I haven't read the thing, and you haven't either, but occasionally somebody will reference things that I want to look up, so at this point I've read a few pages, and the more I read it, the less I can figure out how people see anything in here.
you're referencing a handful of cherry picked texts lifted from a longer conversation between 2 buddies who have been apparently working together for 20 years, so you don't have any idea what kind of context there is, and this one, in particular, is from
may.
they aren't playing football in may, but they are probably processing hundreds of footballs from the sound of it --- maybe somebody has some better info on that.
I am 100% sure that guy does deflate a ####load of balls to get them to spec and start the breaking in process.
I'm not making that claim, but the point is these are a handful of texts out of probably hundreds or thousands shot back and forth between these guys and you don't know what they reference any more than I do.
explain these texts that I rarely see mentioned
10/16 10p jastremski (to the deflator) (jets game started at 8:30p)
"Tom is acting crazy about balls" "Ready to vomit!"
10/17 8a jastremski (to his fiancee)
Ugh...Tom was right ---
I just measured some of the balls.
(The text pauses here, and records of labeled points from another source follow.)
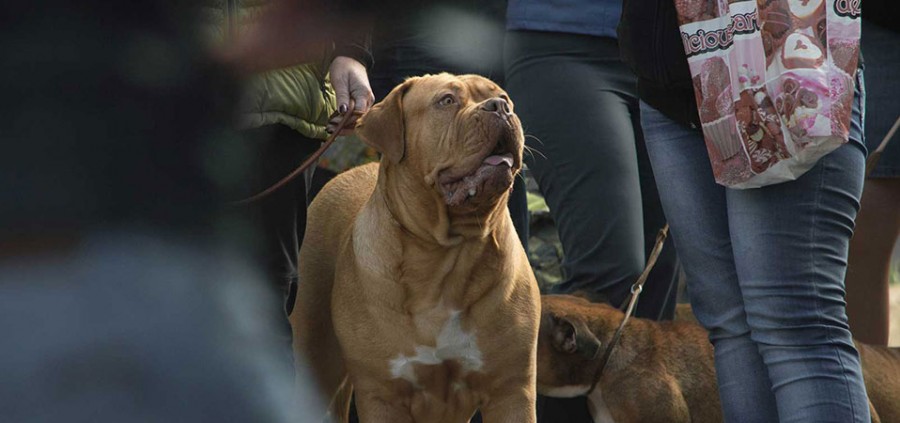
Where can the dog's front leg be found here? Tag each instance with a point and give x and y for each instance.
(374, 408)
(511, 407)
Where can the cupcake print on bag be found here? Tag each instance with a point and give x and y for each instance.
(773, 81)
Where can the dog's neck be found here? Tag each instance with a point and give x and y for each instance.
(436, 263)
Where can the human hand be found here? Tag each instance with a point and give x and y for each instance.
(350, 81)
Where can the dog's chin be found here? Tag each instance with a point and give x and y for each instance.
(482, 187)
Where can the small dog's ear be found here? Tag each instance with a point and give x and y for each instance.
(573, 336)
(382, 127)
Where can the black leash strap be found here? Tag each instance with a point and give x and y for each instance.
(632, 302)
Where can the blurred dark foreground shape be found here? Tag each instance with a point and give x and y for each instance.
(127, 291)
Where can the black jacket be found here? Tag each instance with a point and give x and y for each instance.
(650, 42)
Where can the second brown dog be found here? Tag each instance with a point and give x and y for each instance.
(659, 371)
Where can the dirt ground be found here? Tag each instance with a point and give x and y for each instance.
(895, 316)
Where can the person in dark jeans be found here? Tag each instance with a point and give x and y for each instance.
(579, 107)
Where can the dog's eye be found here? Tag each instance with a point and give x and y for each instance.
(447, 100)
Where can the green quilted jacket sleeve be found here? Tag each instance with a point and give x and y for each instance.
(299, 97)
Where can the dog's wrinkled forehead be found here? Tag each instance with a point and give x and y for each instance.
(467, 88)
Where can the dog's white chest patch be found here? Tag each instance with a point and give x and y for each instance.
(451, 344)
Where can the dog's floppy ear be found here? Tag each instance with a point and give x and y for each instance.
(573, 336)
(382, 127)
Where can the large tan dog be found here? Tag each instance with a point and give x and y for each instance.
(413, 284)
(659, 371)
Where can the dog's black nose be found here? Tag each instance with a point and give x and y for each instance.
(496, 105)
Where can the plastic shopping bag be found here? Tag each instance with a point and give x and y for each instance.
(774, 82)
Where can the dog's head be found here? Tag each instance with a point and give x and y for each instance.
(458, 135)
(569, 351)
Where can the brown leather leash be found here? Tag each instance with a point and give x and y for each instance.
(636, 290)
(311, 160)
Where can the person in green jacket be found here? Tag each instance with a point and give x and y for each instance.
(283, 113)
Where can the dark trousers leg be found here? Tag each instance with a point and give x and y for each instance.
(579, 103)
(281, 216)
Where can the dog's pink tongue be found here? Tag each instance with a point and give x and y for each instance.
(496, 160)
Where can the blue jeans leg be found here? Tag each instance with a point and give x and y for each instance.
(765, 272)
(696, 208)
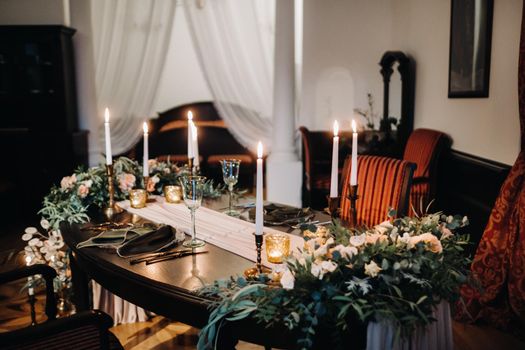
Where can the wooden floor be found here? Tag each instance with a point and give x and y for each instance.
(160, 333)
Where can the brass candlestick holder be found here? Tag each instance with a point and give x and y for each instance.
(333, 206)
(258, 269)
(112, 208)
(353, 210)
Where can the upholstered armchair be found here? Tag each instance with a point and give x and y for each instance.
(84, 330)
(383, 183)
(424, 148)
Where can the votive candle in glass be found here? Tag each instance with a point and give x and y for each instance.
(277, 247)
(138, 198)
(173, 193)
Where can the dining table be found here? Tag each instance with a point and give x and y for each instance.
(169, 288)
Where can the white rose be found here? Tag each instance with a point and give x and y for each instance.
(328, 266)
(346, 251)
(45, 224)
(316, 270)
(34, 242)
(287, 280)
(27, 236)
(383, 227)
(357, 241)
(372, 269)
(31, 230)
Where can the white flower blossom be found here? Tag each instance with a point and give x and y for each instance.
(45, 224)
(358, 241)
(372, 269)
(287, 279)
(27, 236)
(346, 251)
(31, 230)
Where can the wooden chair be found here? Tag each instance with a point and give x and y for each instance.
(383, 183)
(424, 148)
(84, 330)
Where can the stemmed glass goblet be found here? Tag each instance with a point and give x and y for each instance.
(230, 174)
(192, 191)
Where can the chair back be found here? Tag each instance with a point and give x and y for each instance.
(383, 183)
(423, 148)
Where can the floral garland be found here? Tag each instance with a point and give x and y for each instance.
(396, 272)
(88, 187)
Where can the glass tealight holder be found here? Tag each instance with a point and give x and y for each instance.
(173, 193)
(277, 247)
(138, 198)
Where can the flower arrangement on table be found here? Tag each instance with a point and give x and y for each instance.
(87, 188)
(396, 272)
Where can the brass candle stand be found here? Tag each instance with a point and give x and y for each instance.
(353, 210)
(258, 269)
(112, 208)
(333, 206)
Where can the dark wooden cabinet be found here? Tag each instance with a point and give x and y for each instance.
(39, 137)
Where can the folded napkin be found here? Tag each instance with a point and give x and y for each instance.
(226, 232)
(134, 240)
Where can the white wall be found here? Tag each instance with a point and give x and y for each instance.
(487, 127)
(348, 37)
(34, 12)
(182, 80)
(343, 43)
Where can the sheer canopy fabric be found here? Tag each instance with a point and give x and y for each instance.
(131, 40)
(234, 42)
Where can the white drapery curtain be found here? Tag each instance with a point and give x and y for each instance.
(234, 41)
(131, 41)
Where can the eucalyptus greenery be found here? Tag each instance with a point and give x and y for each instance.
(85, 188)
(396, 272)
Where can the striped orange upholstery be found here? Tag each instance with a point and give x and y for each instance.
(423, 148)
(383, 183)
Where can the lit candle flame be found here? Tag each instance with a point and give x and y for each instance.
(259, 150)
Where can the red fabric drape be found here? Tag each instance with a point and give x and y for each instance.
(499, 263)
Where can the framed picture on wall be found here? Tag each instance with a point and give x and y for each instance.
(470, 43)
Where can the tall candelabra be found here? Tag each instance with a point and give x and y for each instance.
(258, 269)
(352, 196)
(112, 208)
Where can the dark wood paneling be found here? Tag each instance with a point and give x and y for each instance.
(469, 185)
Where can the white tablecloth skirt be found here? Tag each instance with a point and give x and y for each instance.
(121, 310)
(436, 336)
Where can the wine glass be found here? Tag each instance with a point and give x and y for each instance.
(192, 191)
(230, 174)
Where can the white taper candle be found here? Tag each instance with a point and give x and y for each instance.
(259, 220)
(107, 136)
(353, 171)
(145, 165)
(334, 190)
(195, 144)
(190, 138)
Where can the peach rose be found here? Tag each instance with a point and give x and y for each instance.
(68, 182)
(126, 182)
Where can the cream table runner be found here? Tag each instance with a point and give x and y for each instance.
(221, 230)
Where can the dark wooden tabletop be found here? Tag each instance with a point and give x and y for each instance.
(166, 288)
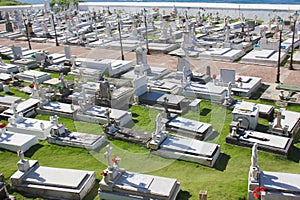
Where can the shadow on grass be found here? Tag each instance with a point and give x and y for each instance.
(262, 128)
(29, 153)
(94, 192)
(222, 162)
(260, 91)
(9, 93)
(214, 135)
(205, 111)
(294, 154)
(135, 115)
(183, 195)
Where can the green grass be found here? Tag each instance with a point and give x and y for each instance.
(76, 126)
(16, 92)
(228, 180)
(10, 3)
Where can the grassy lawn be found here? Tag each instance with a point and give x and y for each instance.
(10, 3)
(228, 180)
(16, 92)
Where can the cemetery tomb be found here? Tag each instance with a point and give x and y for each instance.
(7, 101)
(271, 185)
(29, 75)
(189, 128)
(61, 136)
(247, 87)
(31, 64)
(59, 109)
(191, 150)
(175, 102)
(15, 141)
(289, 120)
(8, 68)
(248, 113)
(29, 126)
(120, 184)
(27, 106)
(266, 142)
(209, 91)
(38, 181)
(263, 57)
(96, 114)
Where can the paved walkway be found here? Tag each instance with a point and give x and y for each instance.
(268, 74)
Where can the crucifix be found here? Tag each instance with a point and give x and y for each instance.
(279, 117)
(107, 155)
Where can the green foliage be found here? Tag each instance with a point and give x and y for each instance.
(228, 180)
(10, 3)
(16, 92)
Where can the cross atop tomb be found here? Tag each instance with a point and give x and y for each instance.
(107, 155)
(279, 117)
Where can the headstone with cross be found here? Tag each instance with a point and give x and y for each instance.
(107, 155)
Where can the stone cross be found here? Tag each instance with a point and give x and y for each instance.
(229, 89)
(254, 158)
(165, 105)
(107, 155)
(279, 117)
(227, 31)
(62, 80)
(21, 155)
(107, 114)
(14, 108)
(158, 124)
(35, 82)
(208, 71)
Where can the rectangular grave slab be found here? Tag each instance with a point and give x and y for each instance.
(189, 128)
(80, 140)
(53, 183)
(189, 150)
(266, 142)
(15, 141)
(129, 185)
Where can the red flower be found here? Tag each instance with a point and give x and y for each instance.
(257, 192)
(104, 173)
(2, 125)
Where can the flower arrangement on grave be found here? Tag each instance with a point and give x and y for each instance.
(257, 192)
(104, 172)
(2, 125)
(239, 80)
(214, 76)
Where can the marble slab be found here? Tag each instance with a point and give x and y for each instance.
(55, 177)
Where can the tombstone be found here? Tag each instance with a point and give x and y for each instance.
(8, 24)
(254, 169)
(68, 52)
(142, 66)
(164, 31)
(6, 88)
(167, 114)
(17, 52)
(3, 190)
(208, 71)
(184, 66)
(227, 75)
(227, 32)
(104, 90)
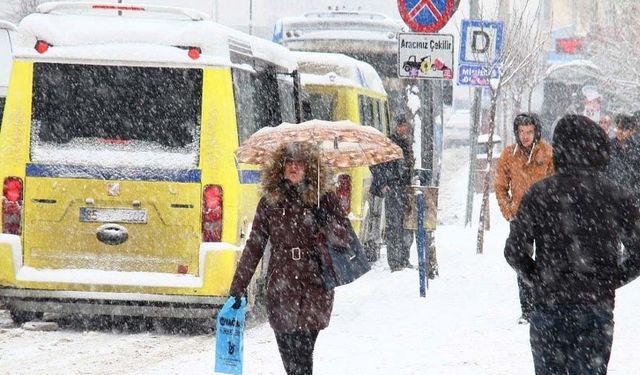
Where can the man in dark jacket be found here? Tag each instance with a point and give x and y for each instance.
(577, 220)
(392, 181)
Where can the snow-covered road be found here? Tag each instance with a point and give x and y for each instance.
(465, 325)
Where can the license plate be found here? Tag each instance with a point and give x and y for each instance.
(113, 215)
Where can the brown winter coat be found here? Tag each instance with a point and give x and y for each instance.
(296, 296)
(516, 171)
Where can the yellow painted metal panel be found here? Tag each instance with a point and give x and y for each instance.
(218, 142)
(7, 276)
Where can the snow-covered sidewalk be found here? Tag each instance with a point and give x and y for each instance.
(380, 325)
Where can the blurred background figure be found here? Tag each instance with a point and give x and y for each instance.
(606, 125)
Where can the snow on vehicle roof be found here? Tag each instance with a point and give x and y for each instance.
(137, 37)
(337, 69)
(7, 25)
(333, 24)
(573, 71)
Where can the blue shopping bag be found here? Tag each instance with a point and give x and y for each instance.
(229, 337)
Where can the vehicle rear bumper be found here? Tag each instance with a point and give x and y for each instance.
(116, 292)
(114, 304)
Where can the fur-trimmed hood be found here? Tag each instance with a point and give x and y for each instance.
(274, 186)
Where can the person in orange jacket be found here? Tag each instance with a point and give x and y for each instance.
(520, 165)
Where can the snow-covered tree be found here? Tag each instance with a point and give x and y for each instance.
(521, 64)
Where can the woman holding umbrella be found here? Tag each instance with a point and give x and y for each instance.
(289, 216)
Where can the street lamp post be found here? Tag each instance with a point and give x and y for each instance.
(250, 17)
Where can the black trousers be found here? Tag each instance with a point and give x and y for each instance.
(571, 340)
(296, 351)
(526, 298)
(398, 239)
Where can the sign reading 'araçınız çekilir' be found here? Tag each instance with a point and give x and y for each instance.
(425, 56)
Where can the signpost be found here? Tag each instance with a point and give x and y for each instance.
(480, 47)
(476, 75)
(426, 16)
(428, 56)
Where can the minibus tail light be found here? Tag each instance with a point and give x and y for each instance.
(12, 206)
(343, 191)
(212, 213)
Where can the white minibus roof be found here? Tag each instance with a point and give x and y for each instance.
(337, 69)
(117, 33)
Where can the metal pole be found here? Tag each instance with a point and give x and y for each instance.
(250, 17)
(421, 244)
(474, 11)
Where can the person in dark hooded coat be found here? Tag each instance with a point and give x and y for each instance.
(289, 217)
(392, 180)
(577, 220)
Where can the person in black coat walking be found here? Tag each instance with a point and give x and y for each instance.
(392, 180)
(577, 219)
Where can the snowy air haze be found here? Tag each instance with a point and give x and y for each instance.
(380, 325)
(466, 324)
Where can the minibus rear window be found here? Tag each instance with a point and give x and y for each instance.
(322, 107)
(116, 115)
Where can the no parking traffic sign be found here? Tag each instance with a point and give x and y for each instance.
(426, 16)
(427, 56)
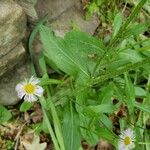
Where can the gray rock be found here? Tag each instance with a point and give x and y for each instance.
(12, 25)
(13, 58)
(74, 17)
(53, 8)
(8, 95)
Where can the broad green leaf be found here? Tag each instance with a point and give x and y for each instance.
(71, 130)
(106, 121)
(130, 56)
(142, 107)
(57, 51)
(5, 114)
(86, 47)
(106, 95)
(25, 106)
(140, 92)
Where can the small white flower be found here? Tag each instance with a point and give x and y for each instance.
(126, 141)
(29, 89)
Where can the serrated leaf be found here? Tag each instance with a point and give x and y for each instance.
(5, 114)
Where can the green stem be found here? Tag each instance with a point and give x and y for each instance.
(56, 121)
(113, 74)
(49, 125)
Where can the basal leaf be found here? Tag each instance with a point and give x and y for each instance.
(71, 130)
(57, 51)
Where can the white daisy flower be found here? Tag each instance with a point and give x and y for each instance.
(126, 141)
(29, 89)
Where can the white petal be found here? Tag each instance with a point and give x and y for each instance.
(131, 146)
(20, 91)
(21, 94)
(34, 80)
(39, 91)
(30, 98)
(19, 87)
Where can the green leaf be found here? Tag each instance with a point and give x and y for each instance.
(5, 114)
(103, 108)
(106, 95)
(106, 121)
(117, 24)
(57, 51)
(142, 107)
(130, 94)
(140, 92)
(108, 135)
(71, 130)
(25, 106)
They supposed to be 13 lbs... They were like 16. Felt like bricks
10/17 9a jastremski (to the deflator)
I checked some of the balls this morn... The refs
####ed us...a few of then were at almost 16
10/17 9a jastremski
They didnt recheck then after they put air in them
explain that string.
some guys supposedly altering the balls
after the refs inspect them, to get them down to 11, are talking about a 16 pound ball that was supposed to be
13 pounds, which is right in the legal wheelhouse.
I'm assuming the ball must've been a little on the low end, like maybe 12, so the ref squirts an extra
4 pounds of air in there
without noticing and they actually play with that ball, again
without noticing.
people are going back and forth in this thread over a third of a pound of air like they think they have a half a brain in their head and it was left up to brady to notice he was playing with a ball 10x that much over spec --- but...but....the guy sneaking it off to the bathroom.......
the theory that the entire league knew about some great advantage the pats were playing with forever yet kept silent until the one day that a guy happened to sneak off to the bathroom for one minute to deflate 13 balls a third of a pound is the ramblings of an attention starved crackpot or a whiny

pats hating troll frustrated by watching his team get drubbed every year.
I expect the next accusation will be about the pats putting listening devices in the other teams' cheese.